The pipe cleaning process will start next Tuesday. That’s when the City’s Water Department will start pushing water through the city’s existing water distribution lines. The team will use water pressure to remove any material that has collected in the pipes. The entire process is expected to take several weeks.
“It’s hard to work with water when the temperatures are freezing,” said Brad Palmer, Utilities Director. “We all know South Dakota can serve up some long winters; to keep the project on schedule, we want to get the pipes flushed before the cold really sets in.
The flushing will start in the northern portion of the community and work its way south through a total of six zones. The city will use a rolling schedule.
“The rolling schedule map is located on the city website, and people can register with alertsense to receive a personal notification when activity is happening in their neighborhood,” said Palmer.
For a personal notification, people should visit public.alertsense.com and register with a physical address. The registered address will be used to identify and notify people via email or text when flushing has started in their area.
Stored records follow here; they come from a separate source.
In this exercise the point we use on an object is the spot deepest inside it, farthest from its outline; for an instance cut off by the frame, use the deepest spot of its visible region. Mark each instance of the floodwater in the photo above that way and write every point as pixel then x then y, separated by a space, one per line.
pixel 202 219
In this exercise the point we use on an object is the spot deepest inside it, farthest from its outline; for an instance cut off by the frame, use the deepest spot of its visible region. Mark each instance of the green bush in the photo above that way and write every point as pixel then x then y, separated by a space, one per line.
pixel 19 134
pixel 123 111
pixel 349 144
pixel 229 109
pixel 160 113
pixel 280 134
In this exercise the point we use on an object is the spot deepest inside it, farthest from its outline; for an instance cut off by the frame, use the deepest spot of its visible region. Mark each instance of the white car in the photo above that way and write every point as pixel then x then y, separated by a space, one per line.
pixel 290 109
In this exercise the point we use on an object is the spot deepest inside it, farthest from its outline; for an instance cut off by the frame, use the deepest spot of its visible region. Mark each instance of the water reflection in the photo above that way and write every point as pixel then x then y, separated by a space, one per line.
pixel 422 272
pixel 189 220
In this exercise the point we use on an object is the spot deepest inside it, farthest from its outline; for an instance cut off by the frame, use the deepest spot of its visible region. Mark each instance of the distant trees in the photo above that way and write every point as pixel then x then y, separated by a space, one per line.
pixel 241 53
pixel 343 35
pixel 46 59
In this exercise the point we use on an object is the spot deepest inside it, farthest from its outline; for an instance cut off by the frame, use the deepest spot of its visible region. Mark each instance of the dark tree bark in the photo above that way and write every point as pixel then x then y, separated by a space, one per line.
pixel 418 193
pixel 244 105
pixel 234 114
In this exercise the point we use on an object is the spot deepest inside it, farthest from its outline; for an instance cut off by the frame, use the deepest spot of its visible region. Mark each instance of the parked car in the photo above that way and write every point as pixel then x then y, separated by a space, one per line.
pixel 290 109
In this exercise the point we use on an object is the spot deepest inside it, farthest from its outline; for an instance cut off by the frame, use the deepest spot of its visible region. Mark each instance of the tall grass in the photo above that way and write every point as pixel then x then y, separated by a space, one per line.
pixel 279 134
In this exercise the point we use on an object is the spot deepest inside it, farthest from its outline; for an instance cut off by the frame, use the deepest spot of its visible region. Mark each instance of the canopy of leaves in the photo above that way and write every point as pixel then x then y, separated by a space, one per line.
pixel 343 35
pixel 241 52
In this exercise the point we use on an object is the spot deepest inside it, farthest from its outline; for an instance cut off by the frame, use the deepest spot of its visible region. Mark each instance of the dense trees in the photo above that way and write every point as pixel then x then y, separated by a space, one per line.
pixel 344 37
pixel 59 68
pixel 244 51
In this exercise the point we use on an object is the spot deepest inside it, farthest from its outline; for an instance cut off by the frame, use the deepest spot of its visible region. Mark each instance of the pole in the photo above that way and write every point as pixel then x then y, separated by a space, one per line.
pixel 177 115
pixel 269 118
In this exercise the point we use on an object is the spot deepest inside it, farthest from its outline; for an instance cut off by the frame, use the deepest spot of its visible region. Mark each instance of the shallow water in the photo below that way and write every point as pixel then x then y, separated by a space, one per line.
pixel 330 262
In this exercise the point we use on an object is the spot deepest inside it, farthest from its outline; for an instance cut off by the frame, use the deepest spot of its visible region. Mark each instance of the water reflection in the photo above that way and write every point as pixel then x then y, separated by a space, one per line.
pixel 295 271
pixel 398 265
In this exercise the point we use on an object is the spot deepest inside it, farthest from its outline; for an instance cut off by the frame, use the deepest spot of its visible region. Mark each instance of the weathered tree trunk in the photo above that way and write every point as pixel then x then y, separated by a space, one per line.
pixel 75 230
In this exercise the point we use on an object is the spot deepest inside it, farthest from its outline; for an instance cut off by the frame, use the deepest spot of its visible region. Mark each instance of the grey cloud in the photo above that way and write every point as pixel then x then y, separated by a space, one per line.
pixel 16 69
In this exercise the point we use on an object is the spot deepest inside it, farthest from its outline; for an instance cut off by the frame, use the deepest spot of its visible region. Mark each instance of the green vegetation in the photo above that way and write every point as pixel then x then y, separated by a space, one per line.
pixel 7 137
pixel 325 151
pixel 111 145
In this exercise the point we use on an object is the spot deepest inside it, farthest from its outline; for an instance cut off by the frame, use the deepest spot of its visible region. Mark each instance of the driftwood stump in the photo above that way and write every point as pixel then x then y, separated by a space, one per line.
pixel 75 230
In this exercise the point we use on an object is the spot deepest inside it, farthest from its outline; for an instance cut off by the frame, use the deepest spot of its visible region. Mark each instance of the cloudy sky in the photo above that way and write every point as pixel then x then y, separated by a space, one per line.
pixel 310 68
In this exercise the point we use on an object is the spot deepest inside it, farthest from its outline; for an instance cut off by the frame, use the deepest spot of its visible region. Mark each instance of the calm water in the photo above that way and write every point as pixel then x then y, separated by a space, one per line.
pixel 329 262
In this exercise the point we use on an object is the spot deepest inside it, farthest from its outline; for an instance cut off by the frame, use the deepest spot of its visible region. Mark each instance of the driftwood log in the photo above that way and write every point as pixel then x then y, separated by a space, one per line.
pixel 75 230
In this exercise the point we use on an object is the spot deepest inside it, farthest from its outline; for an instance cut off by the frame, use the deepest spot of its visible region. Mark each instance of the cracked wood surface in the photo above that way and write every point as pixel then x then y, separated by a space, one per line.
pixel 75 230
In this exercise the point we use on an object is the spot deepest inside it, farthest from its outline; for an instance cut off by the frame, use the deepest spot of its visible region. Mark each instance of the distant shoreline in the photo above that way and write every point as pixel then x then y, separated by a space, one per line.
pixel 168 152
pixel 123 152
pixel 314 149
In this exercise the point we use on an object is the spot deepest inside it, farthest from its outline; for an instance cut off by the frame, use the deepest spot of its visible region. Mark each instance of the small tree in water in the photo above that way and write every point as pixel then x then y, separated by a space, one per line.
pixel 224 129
The flushing process can cause temporary water discoloration. Despite any temporary color change, the water can be used for drinking and bathing. To clear discolored water, run cold water, preferably from an outside spigot, until the water color returns to normal. Consider waiting to use home filtering systems, water softeners, dishwashers or washing machines until the water runs clear. Pressure variations during the flushing process may cause some fire suppression systems to alarm. No loss of water service is expected.
According to Palmer, the city will do a secondary flush of the pipes at a later date.
“We’re cleaning the pipes now to get rid of build-up. As we get closer to distributing water from the new treatment facility, we’ll flush all the well water out of lines to make way for the new water.”
The treated water is the result of a 2018 public vote when Pierre residents decided the city should build a drinking water treatment facility. Surface water from the Missouri River will be treated at the new facility and replace the underground aquifer currently used as Pierre’s water source. The new water is expected to start flowing next summer.